회귀문제에서는 타겟의 분포를 주의깊게 살펴야 함
평가지표 : R^2, MAE, RMSE, MSE
선형 회귀 모델은
- 일반적으로 특성과 타겟간에 선형관계를 가정
- 그리고 특성 변수들과 타겟변수의 분포가 정규분포 형태일때 좋은 성능을 보임
  
  특히 타겟변수가 왜곡된 형태의 분포(skewed)일 경우 예측 성능에 부정적인 영향을 미침
- 로그변환(Log-Transform)
  
  타겟이 right-skewed 상태라면 로그변환을 사용 -> 비대칭 분포형태를 정규분포형태로 변환시켜줌

log1p: ln(1 + x)

expm1: exp(x) - 1, the inverse of log1p.

Day 2

Data Wrangling

데이터 랭글링, 분석을 하거나 모델을 만들기 전에 데이터를 사용하기 쉽게 변형하거나 매핑하는 과정

warm up

When should I use a "groupby" in pandas?
-> when we analyze by category

df.groupby('order_id')['product_id'].count()

= df.groupby('order_id').product_id.count()

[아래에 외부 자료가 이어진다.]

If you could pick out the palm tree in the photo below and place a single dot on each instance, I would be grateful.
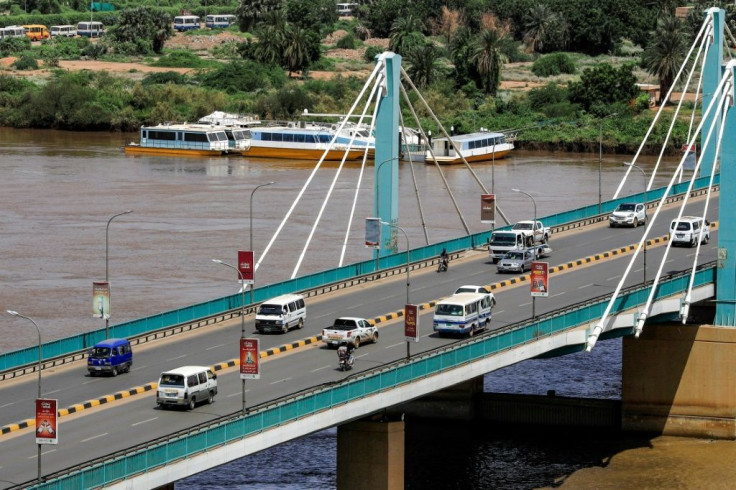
(405, 35)
(423, 65)
(664, 56)
(488, 58)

df.groupby('order_id')['product_id'].apply(list) # 주문별 구입한 제품들의 product_id를 리스트로

df.groupby('order_id')['prodcut_id'].apply(lambda x: id_Banana in list(x)).value_counts(normalize = True) # 주문에 바나나가 있는 경우 True 리턴

df.groupby('order_id')['banana'].any().value_counts(normalize=True) # 주문(order_id) 중에서 한번이라도 (any()) 바나나 주문이 있으면 True

merge(on= '') # 칼럼 기준값 설정
merge(left_on = '', right_on ='') # 칼럼명은 다른데 의미는 같은 컬럼일 때 사용

Day 3

Feature Importance

warm up

Bootstrap aggreggation - Bagging

Boosting

AdaBoost
with Decision trees
In a Foreset of Trees made with AdaBoost, the trees are usually just a node and two leaves
stump : A tree with just one node and two leaves -> technically "Week leaner"
1. AdaBoost combines a lot of "week leaners" to make classifications. The week learners are almost always stumps.
2. Some stumps get more say in the classification than others.
3. Each stump is made by taking the previous stump's mistakes into account.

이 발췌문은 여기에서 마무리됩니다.